The safety features of breeders and structures will be a key factor in selecting the Demo materials. SiC composites possess the lowest activation and afterheat characteristics, followed by V and then FS (modified HT-9 or F82H alloys). All candidate structural materials would qualify for Class C low level waste according to NRC limits. Safety-related issues for the candidate materials are well documented in the literature and design solutions will be identified in the Demo study to address the various safety concerns associated with the selected breeder and structure.
Three candidate primary in-vessel structural materials - ferritic steel, vanadium alloy, and SiC composite - have been examined to determine if they meet the Demo requirements and to characterize the remaining technical issues.
SiC composite has a unique potential for safety and high performance, but the database requires substantial improvement in order to identify and develop a satisfactory material composition.

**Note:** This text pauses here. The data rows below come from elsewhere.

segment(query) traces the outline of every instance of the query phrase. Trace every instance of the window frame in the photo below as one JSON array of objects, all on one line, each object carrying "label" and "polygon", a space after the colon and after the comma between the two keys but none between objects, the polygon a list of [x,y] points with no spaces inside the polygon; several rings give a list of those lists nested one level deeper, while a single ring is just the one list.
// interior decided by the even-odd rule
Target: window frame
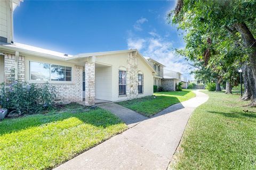
[{"label": "window frame", "polygon": [[[31,62],[34,62],[34,63],[43,63],[43,64],[47,64],[50,65],[50,80],[32,80],[31,79],[31,70],[30,70],[30,63]],[[27,70],[28,72],[28,74],[26,74],[26,80],[28,81],[28,82],[29,82],[30,83],[44,83],[46,82],[49,82],[53,84],[74,84],[74,80],[75,78],[74,77],[74,66],[73,65],[59,65],[59,64],[54,64],[54,63],[50,63],[50,62],[44,62],[44,61],[35,61],[35,60],[28,60],[27,61],[27,62],[25,62],[25,64],[26,65],[28,66],[28,68],[26,70]],[[63,80],[51,80],[51,65],[56,65],[58,66],[65,66],[65,72],[66,72],[66,67],[69,67],[71,68],[71,71],[70,71],[70,81],[63,81]],[[65,64],[64,64],[65,65]],[[26,65],[25,65],[26,66]],[[66,74],[66,72],[65,72]]]},{"label": "window frame", "polygon": [[[139,85],[139,75],[141,75],[141,85]],[[144,88],[143,88],[144,83],[143,83],[143,82],[144,82],[144,78],[143,78],[143,74],[138,73],[138,94],[139,95],[142,95],[142,94],[143,94],[143,92],[144,92],[144,90],[144,90]],[[139,92],[139,86],[141,86],[141,92]]]},{"label": "window frame", "polygon": [[[120,72],[124,72],[125,73],[125,84],[120,84]],[[124,97],[126,96],[126,87],[127,87],[127,84],[126,84],[126,80],[127,80],[127,71],[126,70],[120,70],[118,69],[118,97]],[[120,86],[125,86],[125,94],[120,94]]]}]

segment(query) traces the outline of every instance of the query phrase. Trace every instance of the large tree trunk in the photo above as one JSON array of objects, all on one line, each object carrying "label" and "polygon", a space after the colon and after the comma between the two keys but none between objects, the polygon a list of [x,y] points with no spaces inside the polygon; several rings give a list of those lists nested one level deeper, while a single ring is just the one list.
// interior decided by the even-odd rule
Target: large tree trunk
[{"label": "large tree trunk", "polygon": [[219,82],[219,81],[216,81],[216,91],[221,91],[221,89],[220,89],[220,83]]},{"label": "large tree trunk", "polygon": [[229,81],[226,82],[226,94],[232,94],[232,87]]},{"label": "large tree trunk", "polygon": [[251,100],[253,93],[254,80],[252,75],[252,68],[247,63],[245,63],[242,69],[244,80],[244,92],[241,99],[244,100]]},{"label": "large tree trunk", "polygon": [[[244,45],[249,50],[250,64],[252,71],[252,78],[256,80],[256,40],[245,23],[235,24],[235,28],[240,33]],[[252,106],[256,106],[256,83],[254,83],[252,96]]]}]

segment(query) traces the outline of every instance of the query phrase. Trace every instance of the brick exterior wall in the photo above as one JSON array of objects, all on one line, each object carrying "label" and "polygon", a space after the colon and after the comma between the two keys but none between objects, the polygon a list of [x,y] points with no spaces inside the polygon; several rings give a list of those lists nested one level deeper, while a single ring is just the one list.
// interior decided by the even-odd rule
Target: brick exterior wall
[{"label": "brick exterior wall", "polygon": [[56,88],[56,103],[67,104],[83,101],[83,66],[75,65],[75,84],[52,84]]},{"label": "brick exterior wall", "polygon": [[85,62],[85,105],[92,106],[95,102],[95,63]]},{"label": "brick exterior wall", "polygon": [[[25,81],[25,57],[20,56],[18,63],[18,80]],[[10,82],[14,79],[15,55],[4,54],[4,81]],[[75,84],[51,84],[56,88],[56,103],[64,104],[83,101],[83,66],[75,65],[74,71]],[[38,84],[42,86],[42,84]]]},{"label": "brick exterior wall", "polygon": [[173,80],[162,79],[161,86],[164,91],[174,91],[174,81]]}]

Significant improvements are needed in the basic properties, and several key material issues such as joining and hermeticity must be resolved. It was judged premature to adopt such a material for Demo, which has a relatively near-term schedule.
Ferritic steel has the largest database, and hence the smallest uncertainty in its performance. However, as with all materials, behavior after long-term operation in a complete fusion environment is highly uncertain. The features of ferritic steel which cause the greatest concern is its restricted temperature window, which limits the maximum achievable therml conversion efficiency, and its loss of ductility. It is not clear how one would operate a high-power device with potentially brittle materials. Economic studies are continuing to determine whether the lower cost of steel (as compared with vanadium alloy) will adequately offset the lower power density and lower efficiency.

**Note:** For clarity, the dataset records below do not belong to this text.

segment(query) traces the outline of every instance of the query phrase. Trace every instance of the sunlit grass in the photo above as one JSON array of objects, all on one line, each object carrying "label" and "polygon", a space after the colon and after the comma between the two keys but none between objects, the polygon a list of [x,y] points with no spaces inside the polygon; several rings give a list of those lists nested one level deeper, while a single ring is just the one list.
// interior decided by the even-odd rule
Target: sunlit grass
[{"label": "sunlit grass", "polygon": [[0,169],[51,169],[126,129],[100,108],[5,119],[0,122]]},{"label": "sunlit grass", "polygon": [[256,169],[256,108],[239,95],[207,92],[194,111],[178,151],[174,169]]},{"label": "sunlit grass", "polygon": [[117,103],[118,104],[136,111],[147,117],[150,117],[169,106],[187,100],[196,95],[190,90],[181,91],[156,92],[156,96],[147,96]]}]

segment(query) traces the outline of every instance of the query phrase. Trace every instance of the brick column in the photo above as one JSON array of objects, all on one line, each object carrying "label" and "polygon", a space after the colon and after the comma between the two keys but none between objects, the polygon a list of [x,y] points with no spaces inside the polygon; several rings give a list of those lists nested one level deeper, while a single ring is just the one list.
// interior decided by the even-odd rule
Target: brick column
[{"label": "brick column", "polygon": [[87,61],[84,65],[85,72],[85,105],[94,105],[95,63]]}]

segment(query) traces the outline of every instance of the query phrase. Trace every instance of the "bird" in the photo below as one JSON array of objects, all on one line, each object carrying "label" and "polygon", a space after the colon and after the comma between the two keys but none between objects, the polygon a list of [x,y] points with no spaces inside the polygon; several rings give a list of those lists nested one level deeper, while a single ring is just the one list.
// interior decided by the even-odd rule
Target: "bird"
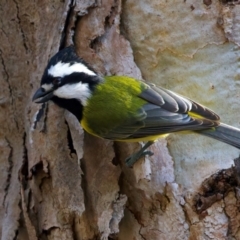
[{"label": "bird", "polygon": [[148,147],[175,132],[195,132],[240,148],[240,129],[221,123],[209,108],[129,76],[102,76],[77,55],[73,45],[49,60],[32,100],[51,100],[67,109],[96,137],[146,142],[126,159],[128,166],[152,155]]}]

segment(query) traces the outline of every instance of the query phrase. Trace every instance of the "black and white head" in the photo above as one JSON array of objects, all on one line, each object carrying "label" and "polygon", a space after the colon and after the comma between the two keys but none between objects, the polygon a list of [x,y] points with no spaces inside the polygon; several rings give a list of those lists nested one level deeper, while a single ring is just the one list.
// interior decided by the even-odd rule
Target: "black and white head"
[{"label": "black and white head", "polygon": [[52,100],[72,112],[79,120],[82,108],[92,95],[94,87],[102,81],[75,52],[73,46],[54,55],[41,80],[41,87],[33,96],[36,103]]}]

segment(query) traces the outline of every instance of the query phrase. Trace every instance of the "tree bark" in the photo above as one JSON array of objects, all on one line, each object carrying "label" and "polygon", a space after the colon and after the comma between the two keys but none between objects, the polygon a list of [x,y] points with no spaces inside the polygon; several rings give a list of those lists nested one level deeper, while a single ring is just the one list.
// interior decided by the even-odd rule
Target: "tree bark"
[{"label": "tree bark", "polygon": [[140,144],[95,138],[69,112],[31,101],[49,58],[74,43],[100,74],[151,80],[239,127],[239,6],[2,1],[1,239],[240,239],[238,150],[173,135],[128,168]]}]

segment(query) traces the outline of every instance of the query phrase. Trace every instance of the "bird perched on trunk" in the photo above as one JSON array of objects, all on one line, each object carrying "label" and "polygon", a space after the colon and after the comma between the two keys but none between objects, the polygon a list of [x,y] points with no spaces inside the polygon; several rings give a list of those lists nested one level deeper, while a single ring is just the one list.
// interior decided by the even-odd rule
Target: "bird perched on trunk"
[{"label": "bird perched on trunk", "polygon": [[126,159],[131,166],[156,139],[193,131],[240,148],[240,129],[220,122],[210,109],[170,90],[126,76],[101,77],[73,46],[53,56],[33,96],[73,113],[90,134],[114,141],[147,141]]}]

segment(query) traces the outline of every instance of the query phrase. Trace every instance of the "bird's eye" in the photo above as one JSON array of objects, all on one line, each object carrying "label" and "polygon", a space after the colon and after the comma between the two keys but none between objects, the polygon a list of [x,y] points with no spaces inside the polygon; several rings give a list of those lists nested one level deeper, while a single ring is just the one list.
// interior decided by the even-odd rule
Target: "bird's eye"
[{"label": "bird's eye", "polygon": [[60,77],[55,77],[55,78],[53,79],[52,83],[53,83],[53,85],[54,85],[55,87],[57,87],[57,86],[59,86],[59,85],[61,84],[61,81],[62,81],[62,78],[60,78]]}]

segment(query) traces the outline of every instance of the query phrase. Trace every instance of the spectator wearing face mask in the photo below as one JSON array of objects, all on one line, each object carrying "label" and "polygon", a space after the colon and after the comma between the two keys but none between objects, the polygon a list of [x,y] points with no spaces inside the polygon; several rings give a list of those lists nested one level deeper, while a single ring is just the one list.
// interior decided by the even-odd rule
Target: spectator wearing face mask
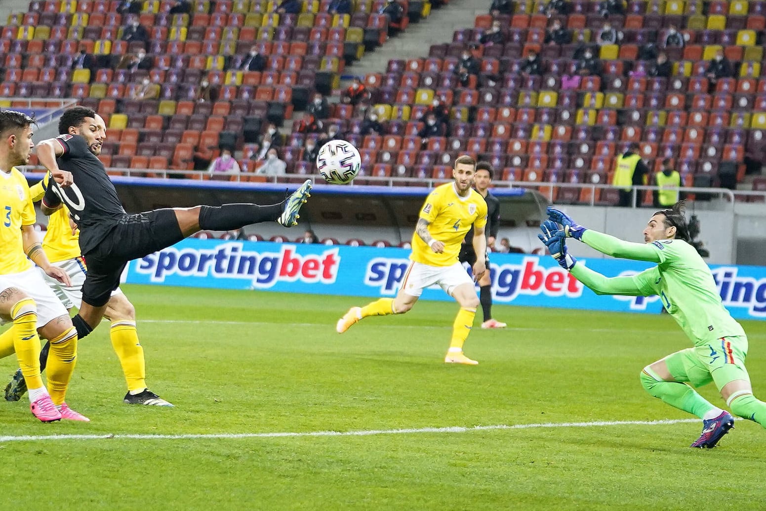
[{"label": "spectator wearing face mask", "polygon": [[133,18],[130,24],[123,29],[123,41],[129,43],[146,43],[149,41],[149,31],[139,23],[138,18]]},{"label": "spectator wearing face mask", "polygon": [[319,93],[314,94],[314,100],[306,107],[306,111],[319,120],[330,116],[330,106],[327,103],[327,98]]},{"label": "spectator wearing face mask", "polygon": [[231,152],[232,151],[231,148],[224,147],[221,149],[221,156],[210,162],[210,166],[208,167],[208,172],[212,175],[213,179],[215,179],[216,176],[218,176],[228,180],[229,175],[221,176],[220,175],[240,173],[241,169],[239,163],[237,163],[237,160],[231,156]]},{"label": "spectator wearing face mask", "polygon": [[506,34],[500,30],[500,22],[495,20],[492,22],[492,28],[482,34],[479,38],[479,42],[485,46],[493,44],[504,44],[506,43]]},{"label": "spectator wearing face mask", "polygon": [[141,80],[141,84],[133,89],[131,95],[132,100],[156,100],[159,97],[159,86],[152,84],[149,77]]},{"label": "spectator wearing face mask", "polygon": [[354,77],[351,85],[343,91],[341,102],[347,105],[358,105],[369,97],[367,87],[362,83],[358,77]]},{"label": "spectator wearing face mask", "polygon": [[284,175],[287,172],[287,164],[279,159],[277,149],[270,149],[266,154],[264,165],[255,171],[259,175]]}]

Vanadium offers significant advantages in its high temperature and high thermal performance capability, and its low activation. The combination of V and Li appears particularly unique in material chemistry, offering good compatibility up to very high temperatures. The primary concerns with vanadium alloy are high cost and liquid metal MHD effects (including the need for and feasibility of insulating coatings). Minimization of vanadium in the shield and external systems is an important cost-reduction strategy. The absence of an established industrial base is also an important consideration, but not one of the top-level requirements as elaborated above. Due to it's greater ultimate potential for attractive commercial power plants and a development path which appears practical within a 25-year timeframe, the combination of Li breeder/coolant and vanadium-alloy structure was chosen as the first design concept to undergo full system design and analysis in Demo.